Why was Onion Routing Developed?
Traditional VPN and proxy networks implement anonymity by disguising the client device’s IP address so that anyone monitoring the network cannot see where a message has originated from. In most normal circumstances, this provides an adequate level of anonymity for users seeking to protect their privacy as they browse websites and access services over the internet. However, these protection methods do not guarantee anonymity, particularly from sophisticated entities with the resources to conduct network traffic analysis techniques. By looking at the time and size of the data packets leaving the client device and comparing these with data packets traveling across a network, modern computing facilities are able to identify matches and deduce which websites and services a user is accessing, even though the data packets contain no identifiable information for that user.
Such traffic analysis techniques require access to significant processing power and storage capacity. Traditionally only available to government organizations, such resources are now available to commercial organizations and well-funded individuals. There are many reasons why someone using a network may seek complete anonymity.
- Individuals seeking specific healthcare advice
- Corporations cooperating on a market-sensitive business venture
- Journalists communicating with sources
- Whistleblowers contacting regulatory authorities
- Government agencies looking to hide procurement patterns
Communications must be resistant to traffic analysis techniques to be genuinely anonymous to such sophisticated monitoring. Encryption alone does not hide routing patterns between the client device and the destination device and doesn’t offer robust privacy. This is particularly important to government bodies and the intelligence community. Meaningful and sensitive information can be deduced simply by knowing who is talking to whom, even if the conversation’s content remains hidden. This led to the US Navy developing Onion Routing as a solution that was driven by a need to create a traffic analysis resistant communications method that, as a byproduct, offered an answer for other anonymity needs.
The more traffic that exists on any network, the harder it becomes to conduct traffic analysis. Opening up Onion Routing to a broader audience offered benefits to the solution’s developers in obfuscating traffic. As a result, the Naval Research Laboratory released the implementation code under a free license.
It is important to note that onion routing provides anonymous routing, not anonymity. The device receiving data will be able to identify which client device sent that data unless that client device has undertaken an additional step to anonymize the transmitted information.
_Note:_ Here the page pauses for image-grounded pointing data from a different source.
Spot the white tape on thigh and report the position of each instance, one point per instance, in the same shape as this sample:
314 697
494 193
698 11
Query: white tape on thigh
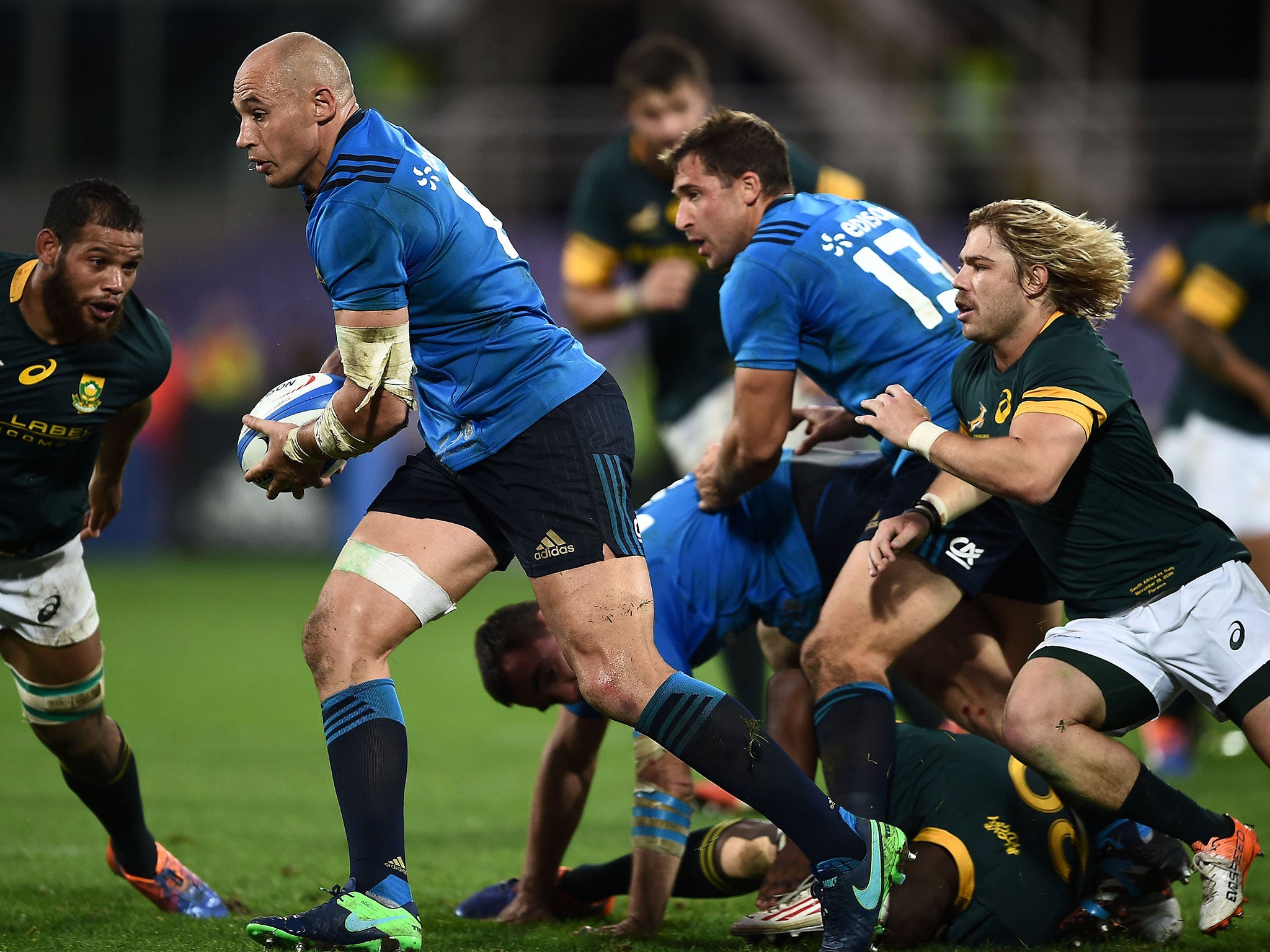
60 703
397 575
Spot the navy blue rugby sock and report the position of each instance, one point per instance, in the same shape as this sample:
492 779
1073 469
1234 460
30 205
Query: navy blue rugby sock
855 726
367 748
717 736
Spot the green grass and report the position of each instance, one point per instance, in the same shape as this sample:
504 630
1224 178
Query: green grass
206 677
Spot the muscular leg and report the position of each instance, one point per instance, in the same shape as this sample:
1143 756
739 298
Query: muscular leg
347 643
959 667
1052 724
97 762
602 616
865 625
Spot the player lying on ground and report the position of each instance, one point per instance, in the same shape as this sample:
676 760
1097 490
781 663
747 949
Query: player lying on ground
82 357
769 558
1158 591
849 294
528 455
1000 858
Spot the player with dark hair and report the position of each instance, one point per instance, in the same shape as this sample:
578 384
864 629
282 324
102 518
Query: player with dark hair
1000 860
769 558
528 455
1158 591
849 294
82 357
623 219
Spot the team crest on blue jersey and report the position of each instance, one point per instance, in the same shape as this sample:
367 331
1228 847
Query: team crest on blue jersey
89 395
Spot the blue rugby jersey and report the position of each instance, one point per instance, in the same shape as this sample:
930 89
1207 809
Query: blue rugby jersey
848 293
717 573
390 227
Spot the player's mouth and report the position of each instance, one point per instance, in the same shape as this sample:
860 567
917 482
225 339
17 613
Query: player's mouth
102 310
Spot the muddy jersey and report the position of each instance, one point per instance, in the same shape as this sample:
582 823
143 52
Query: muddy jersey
54 402
1119 531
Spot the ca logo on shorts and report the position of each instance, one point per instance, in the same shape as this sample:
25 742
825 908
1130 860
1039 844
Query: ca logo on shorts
1236 637
963 551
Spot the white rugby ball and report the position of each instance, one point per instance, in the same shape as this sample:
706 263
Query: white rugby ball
298 400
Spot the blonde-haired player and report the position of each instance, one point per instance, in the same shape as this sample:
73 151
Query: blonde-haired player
1158 592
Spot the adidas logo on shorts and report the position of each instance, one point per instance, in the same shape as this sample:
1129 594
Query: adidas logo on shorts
551 545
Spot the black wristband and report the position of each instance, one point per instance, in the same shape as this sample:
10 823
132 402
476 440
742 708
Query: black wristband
926 509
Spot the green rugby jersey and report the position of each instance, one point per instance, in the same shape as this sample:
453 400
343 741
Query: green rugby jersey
623 213
1020 852
54 402
1118 531
1222 273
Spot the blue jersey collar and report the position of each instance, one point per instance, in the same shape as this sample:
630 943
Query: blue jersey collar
355 120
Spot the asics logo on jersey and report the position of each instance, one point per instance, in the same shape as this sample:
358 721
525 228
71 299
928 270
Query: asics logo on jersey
37 372
837 244
551 545
427 177
963 551
869 896
1003 407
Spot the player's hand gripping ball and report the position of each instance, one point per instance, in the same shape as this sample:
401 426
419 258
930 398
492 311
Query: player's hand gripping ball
298 400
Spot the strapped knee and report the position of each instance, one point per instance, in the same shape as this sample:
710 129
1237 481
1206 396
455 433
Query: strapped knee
659 821
60 703
399 576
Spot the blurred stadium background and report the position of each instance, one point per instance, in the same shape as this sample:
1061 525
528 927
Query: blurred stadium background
1146 113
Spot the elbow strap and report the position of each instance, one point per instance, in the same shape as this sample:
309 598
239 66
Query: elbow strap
378 358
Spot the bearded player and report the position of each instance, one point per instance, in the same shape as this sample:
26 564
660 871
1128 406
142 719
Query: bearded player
528 455
1160 593
82 357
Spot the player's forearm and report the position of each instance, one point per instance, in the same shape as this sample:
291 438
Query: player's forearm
957 495
1002 466
597 309
117 437
744 461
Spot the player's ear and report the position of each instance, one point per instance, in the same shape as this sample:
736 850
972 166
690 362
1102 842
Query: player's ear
326 107
1036 280
47 245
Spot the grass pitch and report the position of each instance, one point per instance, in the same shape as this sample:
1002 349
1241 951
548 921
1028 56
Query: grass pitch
206 678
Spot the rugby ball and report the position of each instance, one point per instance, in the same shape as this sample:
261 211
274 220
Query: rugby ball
298 400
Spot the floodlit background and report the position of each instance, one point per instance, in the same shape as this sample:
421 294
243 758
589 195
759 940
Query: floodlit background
1146 113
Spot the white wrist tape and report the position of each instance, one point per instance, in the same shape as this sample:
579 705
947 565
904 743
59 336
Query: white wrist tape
399 576
378 358
333 439
923 437
940 507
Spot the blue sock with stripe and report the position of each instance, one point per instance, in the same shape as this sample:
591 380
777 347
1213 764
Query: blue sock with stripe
367 748
855 728
719 739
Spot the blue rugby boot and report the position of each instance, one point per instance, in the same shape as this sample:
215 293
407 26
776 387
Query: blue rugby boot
174 888
381 919
853 891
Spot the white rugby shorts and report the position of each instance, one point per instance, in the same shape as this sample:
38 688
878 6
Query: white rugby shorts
1226 469
48 599
1207 638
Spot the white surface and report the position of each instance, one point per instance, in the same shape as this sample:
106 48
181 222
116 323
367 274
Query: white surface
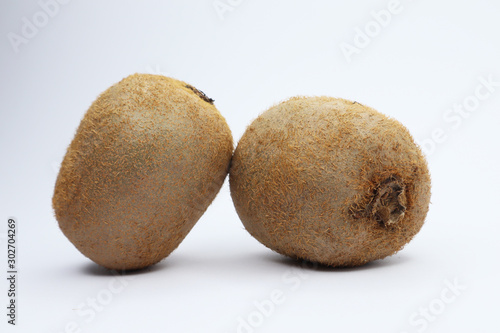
428 58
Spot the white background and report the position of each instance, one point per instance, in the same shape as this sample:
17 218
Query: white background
428 58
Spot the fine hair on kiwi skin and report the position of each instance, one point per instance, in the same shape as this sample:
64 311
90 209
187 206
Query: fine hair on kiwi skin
330 181
148 158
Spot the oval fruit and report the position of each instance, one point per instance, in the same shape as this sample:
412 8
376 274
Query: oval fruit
147 160
329 181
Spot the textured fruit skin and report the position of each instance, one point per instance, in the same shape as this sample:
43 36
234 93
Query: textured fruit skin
148 158
308 174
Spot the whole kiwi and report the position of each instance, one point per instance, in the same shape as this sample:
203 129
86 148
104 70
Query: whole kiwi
147 160
329 181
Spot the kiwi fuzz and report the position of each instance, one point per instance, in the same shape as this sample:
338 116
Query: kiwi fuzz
148 158
329 181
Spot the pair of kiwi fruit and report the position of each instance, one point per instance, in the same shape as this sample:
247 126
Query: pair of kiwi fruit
320 179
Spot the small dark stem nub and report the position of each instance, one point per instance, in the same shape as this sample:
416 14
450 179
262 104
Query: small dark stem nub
201 94
388 206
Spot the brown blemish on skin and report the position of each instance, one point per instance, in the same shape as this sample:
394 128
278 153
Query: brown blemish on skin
201 94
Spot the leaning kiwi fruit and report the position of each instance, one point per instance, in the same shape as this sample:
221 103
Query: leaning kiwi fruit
330 181
147 160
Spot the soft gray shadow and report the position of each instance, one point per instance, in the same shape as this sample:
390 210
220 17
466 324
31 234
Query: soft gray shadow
305 264
94 269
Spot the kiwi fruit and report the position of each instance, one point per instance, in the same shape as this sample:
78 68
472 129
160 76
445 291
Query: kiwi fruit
329 181
148 158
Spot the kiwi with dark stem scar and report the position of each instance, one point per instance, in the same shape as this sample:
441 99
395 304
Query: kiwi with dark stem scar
147 160
330 181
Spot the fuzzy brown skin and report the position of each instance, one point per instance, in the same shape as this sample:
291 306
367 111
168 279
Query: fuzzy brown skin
330 181
147 160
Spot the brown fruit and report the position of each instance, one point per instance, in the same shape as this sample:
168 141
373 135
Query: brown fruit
147 160
329 181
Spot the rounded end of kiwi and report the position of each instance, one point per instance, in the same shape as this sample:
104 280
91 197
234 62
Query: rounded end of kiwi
388 205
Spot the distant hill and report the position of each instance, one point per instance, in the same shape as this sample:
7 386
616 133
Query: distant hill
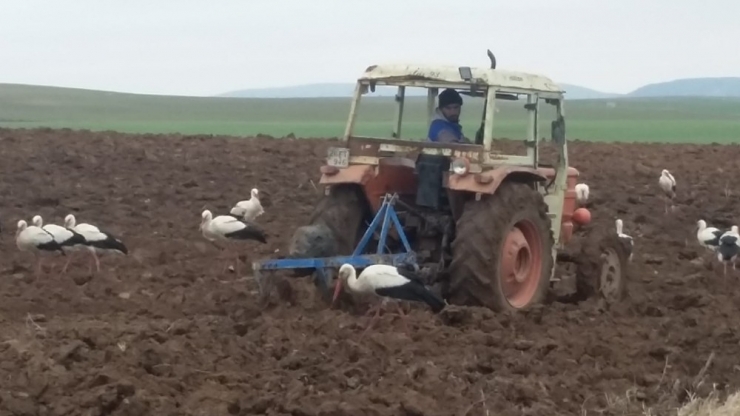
700 87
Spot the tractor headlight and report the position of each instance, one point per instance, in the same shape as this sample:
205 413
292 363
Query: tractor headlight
460 166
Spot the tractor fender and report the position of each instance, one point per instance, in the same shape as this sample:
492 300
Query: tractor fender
487 182
360 174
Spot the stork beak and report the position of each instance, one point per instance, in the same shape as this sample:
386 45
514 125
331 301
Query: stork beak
337 290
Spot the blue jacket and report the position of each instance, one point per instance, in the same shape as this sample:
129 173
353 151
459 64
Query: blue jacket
452 132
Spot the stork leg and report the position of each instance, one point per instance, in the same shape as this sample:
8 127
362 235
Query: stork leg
66 264
404 319
372 321
97 262
39 269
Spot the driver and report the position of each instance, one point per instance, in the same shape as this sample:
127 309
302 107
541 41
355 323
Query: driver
445 126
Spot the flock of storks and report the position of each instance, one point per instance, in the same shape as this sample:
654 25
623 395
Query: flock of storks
384 281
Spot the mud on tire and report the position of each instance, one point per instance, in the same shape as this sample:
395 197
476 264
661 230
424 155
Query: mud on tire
481 233
602 268
343 211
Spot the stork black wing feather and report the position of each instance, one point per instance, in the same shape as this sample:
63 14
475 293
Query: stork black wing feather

Onion routing is designed to prevent eavesdroppers from identifying where messages from a client device are being sent. Its main goal was to avoid eavesdroppers gleaning intelligence from knowing how much traffic was passing between organizations and looking for patterns or unusual behavior to deduce potential future events.
A straightforward method of implementing anonymization is to use a proxy server that takes traffic from client devices and alters the message packets so that they appear to all originate from the proxy server. Anyone monitoring network traffic as it leaves the proxy will be unable to identify which message came from which client device. This approach has several significant drawbacks. If the proxy server is compromised, then all communications through the proxy server are compromised. If a denial of service attack is launched on the proxy server, all communications to and from all client devices are disabled. Finally, this approach will not hinder the use of network traffic analysis techniques to match the anonymized messages leaving the server to the messages sent by the client devices.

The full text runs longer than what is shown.